Representation of algebras as bounded nilpotent operators Let $A$ be a real/complex algebra (just a real/complex vector space with a multiplication; none PI's are required). Let $\mathcal{H}$ be a real/complex Hilbert space. Let $\operatorname{B}(\mathcal{H})$ be the algebra of bounded endomorphisms of  $\mathcal{H}$ and let $\operatorname{Nil}(\mathcal{H})\subset\operatorname{B}(\mathcal{H})$ be the vector subspace of nilpotent bounded operators, i.e., such that $T^2=0$. 
My question is:
There are known conditions on $A$ and on $\mathcal{H}$ to ensure the existence of representations $\rho:A\rightarrow \operatorname{B}(\mathcal{H})$ which factor trough the inclusion $\operatorname{Nil}(\mathcal{H})\hookrightarrow\operatorname{B}(\mathcal{H})$?
In other words:
Under which conditions there exists an algebra homomorphism $\rho:A\rightarrow \operatorname{B}(\mathcal{H})$ whose image is contained in $\operatorname{Nil}(\mathcal{H})$?
Thank you for any help.
P.S: I'm specially interested when the Hilbert space is the Sobolev space of some nice bounded open set $U\subset \mathbb{R}^n$ and related structures.
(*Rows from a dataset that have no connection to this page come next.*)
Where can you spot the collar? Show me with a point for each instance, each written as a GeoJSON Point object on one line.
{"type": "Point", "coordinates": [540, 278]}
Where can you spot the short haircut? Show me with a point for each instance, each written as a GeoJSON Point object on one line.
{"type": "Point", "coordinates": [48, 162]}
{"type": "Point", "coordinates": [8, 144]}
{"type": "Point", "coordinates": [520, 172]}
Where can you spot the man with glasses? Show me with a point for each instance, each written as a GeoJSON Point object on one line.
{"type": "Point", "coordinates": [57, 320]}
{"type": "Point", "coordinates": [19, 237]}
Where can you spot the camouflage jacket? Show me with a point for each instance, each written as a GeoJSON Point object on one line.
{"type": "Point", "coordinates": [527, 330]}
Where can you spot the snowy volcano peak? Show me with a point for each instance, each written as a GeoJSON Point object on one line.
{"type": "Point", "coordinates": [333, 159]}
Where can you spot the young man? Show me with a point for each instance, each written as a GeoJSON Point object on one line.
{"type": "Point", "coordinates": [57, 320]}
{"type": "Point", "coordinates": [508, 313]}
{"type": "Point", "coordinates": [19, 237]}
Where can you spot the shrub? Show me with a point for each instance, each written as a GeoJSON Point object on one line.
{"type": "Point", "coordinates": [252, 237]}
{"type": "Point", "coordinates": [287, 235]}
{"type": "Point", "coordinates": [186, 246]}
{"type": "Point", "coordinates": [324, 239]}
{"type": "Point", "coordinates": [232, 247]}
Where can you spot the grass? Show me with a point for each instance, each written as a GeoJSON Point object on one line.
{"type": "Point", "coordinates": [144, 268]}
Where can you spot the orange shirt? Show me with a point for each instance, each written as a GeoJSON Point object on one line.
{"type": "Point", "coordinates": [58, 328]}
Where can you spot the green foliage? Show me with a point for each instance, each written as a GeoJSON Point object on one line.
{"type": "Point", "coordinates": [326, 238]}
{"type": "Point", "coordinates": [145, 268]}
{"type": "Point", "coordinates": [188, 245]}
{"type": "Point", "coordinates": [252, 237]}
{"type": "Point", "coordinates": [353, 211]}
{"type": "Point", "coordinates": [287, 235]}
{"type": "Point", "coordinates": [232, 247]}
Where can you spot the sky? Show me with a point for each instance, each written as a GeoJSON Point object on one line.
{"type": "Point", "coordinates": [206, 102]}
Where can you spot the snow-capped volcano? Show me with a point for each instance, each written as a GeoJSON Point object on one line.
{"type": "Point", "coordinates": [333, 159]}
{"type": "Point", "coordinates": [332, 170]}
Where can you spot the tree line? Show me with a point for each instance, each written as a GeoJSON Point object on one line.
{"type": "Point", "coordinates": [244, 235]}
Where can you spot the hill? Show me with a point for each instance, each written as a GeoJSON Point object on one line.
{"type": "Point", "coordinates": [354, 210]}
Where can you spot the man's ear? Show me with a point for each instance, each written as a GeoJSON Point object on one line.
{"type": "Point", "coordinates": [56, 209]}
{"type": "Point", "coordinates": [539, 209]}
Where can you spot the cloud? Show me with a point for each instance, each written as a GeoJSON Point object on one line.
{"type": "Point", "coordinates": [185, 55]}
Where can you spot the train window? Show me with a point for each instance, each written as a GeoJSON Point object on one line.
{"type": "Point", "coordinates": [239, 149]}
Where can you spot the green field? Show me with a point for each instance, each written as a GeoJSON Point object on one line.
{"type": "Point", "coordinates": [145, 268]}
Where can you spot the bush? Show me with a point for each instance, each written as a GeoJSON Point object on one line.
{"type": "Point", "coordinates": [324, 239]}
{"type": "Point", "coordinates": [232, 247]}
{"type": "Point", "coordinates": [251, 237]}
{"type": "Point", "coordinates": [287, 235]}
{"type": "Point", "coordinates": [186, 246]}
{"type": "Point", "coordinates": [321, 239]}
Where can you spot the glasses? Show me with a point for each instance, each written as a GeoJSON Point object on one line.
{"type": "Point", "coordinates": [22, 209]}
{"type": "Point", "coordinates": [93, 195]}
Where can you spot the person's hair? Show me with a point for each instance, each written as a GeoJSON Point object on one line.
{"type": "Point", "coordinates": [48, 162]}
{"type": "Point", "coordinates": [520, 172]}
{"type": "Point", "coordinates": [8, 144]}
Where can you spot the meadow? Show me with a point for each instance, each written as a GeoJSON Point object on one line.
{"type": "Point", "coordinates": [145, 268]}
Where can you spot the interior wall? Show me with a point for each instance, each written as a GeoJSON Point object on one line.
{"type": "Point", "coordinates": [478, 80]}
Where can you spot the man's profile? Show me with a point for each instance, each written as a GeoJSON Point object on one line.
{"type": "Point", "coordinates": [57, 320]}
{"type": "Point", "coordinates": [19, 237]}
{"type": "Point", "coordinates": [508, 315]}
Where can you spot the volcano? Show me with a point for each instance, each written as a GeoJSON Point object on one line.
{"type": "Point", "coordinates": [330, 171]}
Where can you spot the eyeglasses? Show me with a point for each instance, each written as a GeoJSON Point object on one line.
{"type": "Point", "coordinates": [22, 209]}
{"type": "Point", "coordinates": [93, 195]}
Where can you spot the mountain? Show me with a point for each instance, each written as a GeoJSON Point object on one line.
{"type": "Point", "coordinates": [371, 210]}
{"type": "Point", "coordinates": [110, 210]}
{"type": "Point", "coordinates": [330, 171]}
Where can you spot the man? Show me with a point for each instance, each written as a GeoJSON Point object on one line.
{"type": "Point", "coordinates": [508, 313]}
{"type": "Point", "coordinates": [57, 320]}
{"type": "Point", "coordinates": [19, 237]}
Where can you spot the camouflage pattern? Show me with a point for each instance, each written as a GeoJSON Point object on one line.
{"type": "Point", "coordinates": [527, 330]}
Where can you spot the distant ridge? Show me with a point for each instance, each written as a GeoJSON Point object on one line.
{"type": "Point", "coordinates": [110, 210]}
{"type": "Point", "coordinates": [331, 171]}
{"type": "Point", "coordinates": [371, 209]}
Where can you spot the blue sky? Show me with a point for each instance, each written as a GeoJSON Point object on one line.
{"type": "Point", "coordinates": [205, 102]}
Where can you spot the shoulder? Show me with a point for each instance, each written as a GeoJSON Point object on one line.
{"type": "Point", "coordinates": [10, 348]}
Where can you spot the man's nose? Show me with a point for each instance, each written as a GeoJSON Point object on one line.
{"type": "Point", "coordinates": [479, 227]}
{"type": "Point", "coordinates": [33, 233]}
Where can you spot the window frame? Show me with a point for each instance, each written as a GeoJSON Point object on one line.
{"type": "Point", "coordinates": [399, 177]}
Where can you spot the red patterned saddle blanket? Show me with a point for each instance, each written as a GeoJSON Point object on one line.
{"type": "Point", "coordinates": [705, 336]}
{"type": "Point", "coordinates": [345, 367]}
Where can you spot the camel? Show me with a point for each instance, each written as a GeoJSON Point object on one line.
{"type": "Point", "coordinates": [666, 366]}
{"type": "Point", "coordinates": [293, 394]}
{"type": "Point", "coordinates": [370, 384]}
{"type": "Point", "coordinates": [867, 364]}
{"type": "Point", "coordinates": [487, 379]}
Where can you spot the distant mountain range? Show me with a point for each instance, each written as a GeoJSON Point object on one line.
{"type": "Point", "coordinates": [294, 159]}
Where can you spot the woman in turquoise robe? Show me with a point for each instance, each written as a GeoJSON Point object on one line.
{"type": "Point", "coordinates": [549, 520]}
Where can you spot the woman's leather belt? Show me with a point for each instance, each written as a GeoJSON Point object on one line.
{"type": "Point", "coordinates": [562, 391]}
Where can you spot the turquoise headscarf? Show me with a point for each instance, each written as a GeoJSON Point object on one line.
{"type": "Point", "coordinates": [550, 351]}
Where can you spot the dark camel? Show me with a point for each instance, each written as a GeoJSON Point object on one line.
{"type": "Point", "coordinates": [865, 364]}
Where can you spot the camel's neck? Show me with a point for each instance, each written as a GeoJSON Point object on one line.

 A: The problem is still ill-posed, because the set of nilpotent bounded operators is not a vector space. (The sum of two nilpotents need not be nilpotent.) Let's interpret the question as: which algebras admit faithful representations as algebras of nilpotent bounded operators?
Note that "nilpotent" usually means $T^n = 0$ for some $n$, not $T^2 = 0$. But whatever definition you take, it will automatically be shared by $A$ and any faithful representation of $A$. So the question is just: which nilpotent algebras can be faithfully represented as algebras of bounded operators?
In the finite dimensional case, a theorem of Cayley tells us that every algebra can be faithfully represented as an algebra of matrices. So in this case every nilpotent algebra has a faithful matrix representation. I think the same is true of any algebra whose dimension is countable. Sketch of proof: assume $A$ is unital and let $T_1, T_2, \ldots$ be a vector space basis for $A$. We regard $A$ as acting on itself by left multiplication and need to find an inner product with respect to which every left multiplication operator is bounded. We can do this by taking the $T_i$ to be mutually orthogonal, and inductively taking the Hilbert space norm of $T_i$ to be sufficiently large so as to ensure that the compression of $M_{T_j}$ (the left multiplication operator), for any $j < i$, to ${\rm span}(T_1, \ldots, T_i)$ has norm at most $(2-1/i)r_j$ where $r_j$ is the norm of its compression to ${\rm span}(T_1, \ldots, T_j)$.